For starters, Hayes says the company's informed eagle curtailment programs have enabled Duke to observe eagle behaviors. In short, the company knows more than it did even two years ago.

‘We're starting to figure out risky behaviors,’ he explains. As an example, in what is referred to as ‘directional flying’ – from Point A to Point B – there's little risk. ‘However, when the head is tilted down – in hunting mode – that's when (golden eagles) are going to get into trouble.’
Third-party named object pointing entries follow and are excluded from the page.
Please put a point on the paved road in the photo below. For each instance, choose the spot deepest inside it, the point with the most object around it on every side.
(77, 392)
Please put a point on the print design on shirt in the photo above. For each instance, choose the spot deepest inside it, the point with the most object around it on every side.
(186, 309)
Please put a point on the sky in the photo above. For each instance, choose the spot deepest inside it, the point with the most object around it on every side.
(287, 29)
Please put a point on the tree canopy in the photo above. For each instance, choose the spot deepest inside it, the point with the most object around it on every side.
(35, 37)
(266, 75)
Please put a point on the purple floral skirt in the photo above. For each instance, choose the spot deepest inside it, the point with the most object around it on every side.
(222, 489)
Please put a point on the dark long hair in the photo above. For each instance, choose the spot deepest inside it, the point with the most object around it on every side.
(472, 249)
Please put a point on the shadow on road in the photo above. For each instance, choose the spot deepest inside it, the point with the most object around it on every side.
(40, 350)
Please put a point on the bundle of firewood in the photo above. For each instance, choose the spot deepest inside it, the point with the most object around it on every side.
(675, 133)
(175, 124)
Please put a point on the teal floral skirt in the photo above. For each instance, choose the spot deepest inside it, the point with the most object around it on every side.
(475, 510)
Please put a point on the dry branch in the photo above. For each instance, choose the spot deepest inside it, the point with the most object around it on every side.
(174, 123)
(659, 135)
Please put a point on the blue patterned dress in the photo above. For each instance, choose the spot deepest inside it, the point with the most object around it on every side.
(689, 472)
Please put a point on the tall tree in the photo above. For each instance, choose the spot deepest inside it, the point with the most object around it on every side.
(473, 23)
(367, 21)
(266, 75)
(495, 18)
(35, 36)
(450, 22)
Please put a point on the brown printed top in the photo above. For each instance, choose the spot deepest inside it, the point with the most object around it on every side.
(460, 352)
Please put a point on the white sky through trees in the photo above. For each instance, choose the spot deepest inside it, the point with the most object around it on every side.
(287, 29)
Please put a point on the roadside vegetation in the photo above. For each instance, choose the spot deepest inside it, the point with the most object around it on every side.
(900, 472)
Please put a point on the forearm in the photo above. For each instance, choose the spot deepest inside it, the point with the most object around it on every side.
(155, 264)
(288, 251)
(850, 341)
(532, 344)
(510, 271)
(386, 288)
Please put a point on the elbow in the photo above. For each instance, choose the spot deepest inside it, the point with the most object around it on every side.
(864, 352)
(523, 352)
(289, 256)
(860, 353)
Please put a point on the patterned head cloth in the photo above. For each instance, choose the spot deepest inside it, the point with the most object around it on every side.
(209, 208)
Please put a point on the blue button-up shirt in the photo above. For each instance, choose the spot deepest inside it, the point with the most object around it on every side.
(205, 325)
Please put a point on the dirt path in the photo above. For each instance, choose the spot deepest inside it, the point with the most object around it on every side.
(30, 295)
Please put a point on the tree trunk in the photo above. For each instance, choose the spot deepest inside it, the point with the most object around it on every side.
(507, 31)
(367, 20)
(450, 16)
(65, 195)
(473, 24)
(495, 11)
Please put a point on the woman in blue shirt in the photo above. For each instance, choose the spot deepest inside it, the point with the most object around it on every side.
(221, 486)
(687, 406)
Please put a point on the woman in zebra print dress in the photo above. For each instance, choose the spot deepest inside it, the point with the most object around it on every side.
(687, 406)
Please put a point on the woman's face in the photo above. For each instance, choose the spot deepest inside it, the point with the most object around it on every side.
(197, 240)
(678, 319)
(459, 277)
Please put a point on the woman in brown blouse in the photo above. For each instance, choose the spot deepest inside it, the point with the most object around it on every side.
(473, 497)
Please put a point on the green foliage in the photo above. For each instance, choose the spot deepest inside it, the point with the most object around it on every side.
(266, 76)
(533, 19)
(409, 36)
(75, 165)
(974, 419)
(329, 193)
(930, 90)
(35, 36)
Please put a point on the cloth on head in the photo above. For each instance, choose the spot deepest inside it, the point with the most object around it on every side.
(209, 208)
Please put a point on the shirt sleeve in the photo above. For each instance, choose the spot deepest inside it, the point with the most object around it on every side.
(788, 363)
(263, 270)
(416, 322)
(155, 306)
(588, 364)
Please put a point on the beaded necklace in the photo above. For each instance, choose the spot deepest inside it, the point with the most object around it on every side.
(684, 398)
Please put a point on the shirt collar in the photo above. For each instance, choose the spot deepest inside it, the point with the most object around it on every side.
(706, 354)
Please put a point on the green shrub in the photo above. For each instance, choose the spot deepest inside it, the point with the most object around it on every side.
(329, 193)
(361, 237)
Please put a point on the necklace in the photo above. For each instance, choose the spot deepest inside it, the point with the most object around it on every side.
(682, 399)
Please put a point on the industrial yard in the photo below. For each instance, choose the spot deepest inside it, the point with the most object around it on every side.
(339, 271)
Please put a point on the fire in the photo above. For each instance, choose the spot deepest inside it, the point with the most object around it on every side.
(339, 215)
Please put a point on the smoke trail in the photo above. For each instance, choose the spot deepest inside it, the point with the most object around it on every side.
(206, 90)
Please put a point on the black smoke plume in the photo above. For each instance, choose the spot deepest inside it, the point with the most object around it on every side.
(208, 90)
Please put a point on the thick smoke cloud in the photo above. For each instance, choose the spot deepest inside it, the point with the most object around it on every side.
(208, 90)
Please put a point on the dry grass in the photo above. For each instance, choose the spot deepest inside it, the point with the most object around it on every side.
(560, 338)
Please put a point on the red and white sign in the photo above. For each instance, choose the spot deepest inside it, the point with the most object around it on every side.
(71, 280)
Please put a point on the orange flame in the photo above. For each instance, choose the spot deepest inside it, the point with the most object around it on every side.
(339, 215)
To better protect eagles – and the company itself – Duke constructed a 30-foot observation tower that is staffed by a field biologist monitoring the sky for the presence of golden eagles. If an eagle is in the vicinity, the biologist is empowered to curtail the affected wind turbines from controls located inside the observation tower, a process that takes about six to 10 seconds – a vast improvement from previous procedures where curtailment instructions were flowed through the company's Charlotte, N.C.-based operations center.

A second biologist – in direct radio contact with the observation tower – also monitors the sky from a point on the wind farm that affords a panoramic view.

‘We've shaved minutes off the [curtailment] process from when everything went through the control center in Charlotte,’ Hayes says.

Before the DOJ settlement, Duke also employed a radar surveillance system but scrapped the technology after about six months because the radar technology still needs some fine-tuning for wind farms.

Currently, Duke is in beta testing with a camera detection system that, according to Hayes, carries a lot of potential. The camera scans the sky and picks up an image. ‘Once it meets logorithic criteria for an eagle, our hope is that a signal can be sent to fire an audible or visual deterrent, or curtail the turbine, or both.’Â

‘Of all the things we've looked at, this holds the most promise,’ Hayes says. ‘It's another set of eyes in the sky.’

He says the combination of field biologists, the radar surveillance and camera detection system have generated reams of data on eagle behavior that Duke plans to share with the wind industry.

Finding a silver lining, Hayes says that the DOJ settlement has allowed the company to be completely transparent – meaning it can share best practices and lessons learned with others, such as PacifiCorp, which also pleaded guilty to violations of the MBTA in 2014.

Although several variables can make it difficult to declare such a blanket statement, Hayes is nonetheless certain the company's efforts are working.

‘I'm confident that we are saving eagles.’

Caption: Duke's 30-foot observation tower in Wyoming is equipped with controls to curtail wind turbines if golden eagles are present.